However, there are many times that a will is really a better starting point than final word. In many cases, you may also want to create a trust.

Think Of The Children

If you have minor children in Arizona, you want a will. It doesn’t matter how old you are or how many assets you own. Your will can clarify your wishes for your children should anything happen to you.

No one likes to think about their demise, but parents should take some time to think about their children’s futures. For example, what happens to children if a car accident takes away their parents? Without the guidance provided by a will, the state comes in and starts reviewing where to place the kids. Different relatives may disagree about whether they should be the guardians.
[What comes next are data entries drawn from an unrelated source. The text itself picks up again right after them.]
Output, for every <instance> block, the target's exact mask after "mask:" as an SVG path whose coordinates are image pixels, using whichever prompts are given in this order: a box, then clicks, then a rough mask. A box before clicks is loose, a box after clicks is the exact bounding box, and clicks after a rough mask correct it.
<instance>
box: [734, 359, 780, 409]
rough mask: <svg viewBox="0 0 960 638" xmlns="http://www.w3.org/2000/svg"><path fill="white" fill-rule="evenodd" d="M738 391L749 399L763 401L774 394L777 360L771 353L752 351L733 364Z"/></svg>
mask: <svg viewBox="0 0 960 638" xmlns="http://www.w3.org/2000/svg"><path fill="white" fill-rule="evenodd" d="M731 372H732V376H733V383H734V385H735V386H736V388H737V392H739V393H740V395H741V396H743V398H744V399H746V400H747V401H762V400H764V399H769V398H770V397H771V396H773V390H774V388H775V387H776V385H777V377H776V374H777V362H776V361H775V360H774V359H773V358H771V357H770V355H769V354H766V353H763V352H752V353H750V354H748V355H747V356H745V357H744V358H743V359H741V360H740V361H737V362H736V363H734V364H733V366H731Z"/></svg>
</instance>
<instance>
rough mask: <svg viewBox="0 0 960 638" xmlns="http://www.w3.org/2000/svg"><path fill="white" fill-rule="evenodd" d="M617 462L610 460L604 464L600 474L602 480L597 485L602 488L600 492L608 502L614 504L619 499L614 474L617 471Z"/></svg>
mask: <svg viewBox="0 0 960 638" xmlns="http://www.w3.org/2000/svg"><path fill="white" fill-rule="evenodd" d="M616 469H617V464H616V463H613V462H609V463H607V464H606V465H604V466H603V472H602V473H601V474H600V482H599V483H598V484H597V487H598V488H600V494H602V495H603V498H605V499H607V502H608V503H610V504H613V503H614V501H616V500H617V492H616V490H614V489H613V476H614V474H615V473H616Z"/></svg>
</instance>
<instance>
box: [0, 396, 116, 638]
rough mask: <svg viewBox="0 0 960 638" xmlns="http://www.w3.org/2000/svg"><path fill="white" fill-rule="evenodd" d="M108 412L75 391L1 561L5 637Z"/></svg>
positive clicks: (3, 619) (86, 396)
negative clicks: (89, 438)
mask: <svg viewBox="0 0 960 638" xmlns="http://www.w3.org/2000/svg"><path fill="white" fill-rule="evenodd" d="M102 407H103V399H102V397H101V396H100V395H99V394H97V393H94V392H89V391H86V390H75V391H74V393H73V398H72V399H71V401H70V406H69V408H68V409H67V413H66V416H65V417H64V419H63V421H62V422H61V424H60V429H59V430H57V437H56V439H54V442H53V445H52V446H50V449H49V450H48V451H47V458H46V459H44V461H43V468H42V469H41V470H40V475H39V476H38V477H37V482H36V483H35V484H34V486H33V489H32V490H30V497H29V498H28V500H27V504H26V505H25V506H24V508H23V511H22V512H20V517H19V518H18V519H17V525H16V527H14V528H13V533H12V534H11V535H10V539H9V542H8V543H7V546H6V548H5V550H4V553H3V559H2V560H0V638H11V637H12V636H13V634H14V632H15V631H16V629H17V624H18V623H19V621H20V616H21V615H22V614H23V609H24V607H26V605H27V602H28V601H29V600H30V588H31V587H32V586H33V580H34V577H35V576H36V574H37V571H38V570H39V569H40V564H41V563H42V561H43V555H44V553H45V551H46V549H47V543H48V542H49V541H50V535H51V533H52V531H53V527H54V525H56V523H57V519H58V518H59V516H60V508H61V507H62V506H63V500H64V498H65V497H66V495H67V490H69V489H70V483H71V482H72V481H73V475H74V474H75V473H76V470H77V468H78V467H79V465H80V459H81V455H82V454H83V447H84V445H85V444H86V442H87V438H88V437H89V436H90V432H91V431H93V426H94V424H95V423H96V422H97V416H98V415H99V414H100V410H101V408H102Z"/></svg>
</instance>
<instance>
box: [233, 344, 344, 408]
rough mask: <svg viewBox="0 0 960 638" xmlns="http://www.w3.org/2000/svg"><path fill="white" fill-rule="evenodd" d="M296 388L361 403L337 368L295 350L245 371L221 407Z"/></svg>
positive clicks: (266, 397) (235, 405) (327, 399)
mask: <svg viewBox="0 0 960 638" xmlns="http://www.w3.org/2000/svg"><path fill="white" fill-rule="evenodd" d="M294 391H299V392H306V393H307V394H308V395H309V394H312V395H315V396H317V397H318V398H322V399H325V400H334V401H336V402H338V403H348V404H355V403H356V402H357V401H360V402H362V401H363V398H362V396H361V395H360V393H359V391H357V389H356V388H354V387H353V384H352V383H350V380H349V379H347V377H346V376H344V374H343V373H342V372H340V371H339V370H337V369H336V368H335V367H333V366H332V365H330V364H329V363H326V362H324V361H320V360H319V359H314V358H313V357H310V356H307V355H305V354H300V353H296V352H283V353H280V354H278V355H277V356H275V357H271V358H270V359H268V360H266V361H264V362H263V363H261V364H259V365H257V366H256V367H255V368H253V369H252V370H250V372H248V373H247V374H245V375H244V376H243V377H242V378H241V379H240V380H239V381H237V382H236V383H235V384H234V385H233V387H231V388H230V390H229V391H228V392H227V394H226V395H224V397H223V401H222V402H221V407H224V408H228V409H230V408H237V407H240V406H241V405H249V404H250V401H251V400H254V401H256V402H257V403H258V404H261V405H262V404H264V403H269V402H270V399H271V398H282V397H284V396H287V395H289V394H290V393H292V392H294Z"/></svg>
The grown-ups may battle about what’s best for the kids, and meanwhile the kids have to experience all of this. Their loss is already hard, and the uncertainty and conflict just makes it harder.

As a parent, you want to sit down and come up with a plan. Of course, you want to be there for your children, but if you can’t, you at least want to ensure they get the care and comfort they deserve.

The State Doesn’t Know Your Family

The second reason to write a will is to decide who should inherit your assets. If you don’t have a will, the state decides where things go, and the state’s plan is a one-size-fits-all deal. It divides the whole estate between your heirs, depending on their relationships with you, and some of the people you might want to inherit your assets, such as stepchildren, may get nothing.

Obviously, the state doesn’t know your family as well as you do. It’s not trying to limit family conflicts. And it’s not aiming to distribute assets to those who will appreciate them most. These are the things you can do with a will.

A Sense Of Comfort

The third reason to have a will is that it can provide some level of closure to your family members. For a lot of people, it helps to be able to see and read the document that says what you wanted.

At a time of shock and confusion, the fact you have a will can help provide certainty, guidance and calm. To some degree, it can help ease the pain.

Sometimes A Will Is Only The Beginning

A lot of people think that a will is the same as a trust, but these are different documents. And even if you have a will, a trust is usually a superior tool for transferring wealth. Why? A will kicks in when you die, but a trust kicks in the moment you sign it. Therefore, it can provide multiple layers of protection for different situations.

For young parents who are just starting off and don’t have a lot of assets, a will may be a good, satisfactory starting point. But the more complicated your assets and relationships become, the more helpful a trust can be. For someone who may be retired or who has a more diversified portfolio of investments, it’s hard to understand why a trust wouldn’t be the better vehicle.


The answer is intended to be for informational purposes only. It should not be relied on as legal advice, nor construed as a form of attorney-client relationship.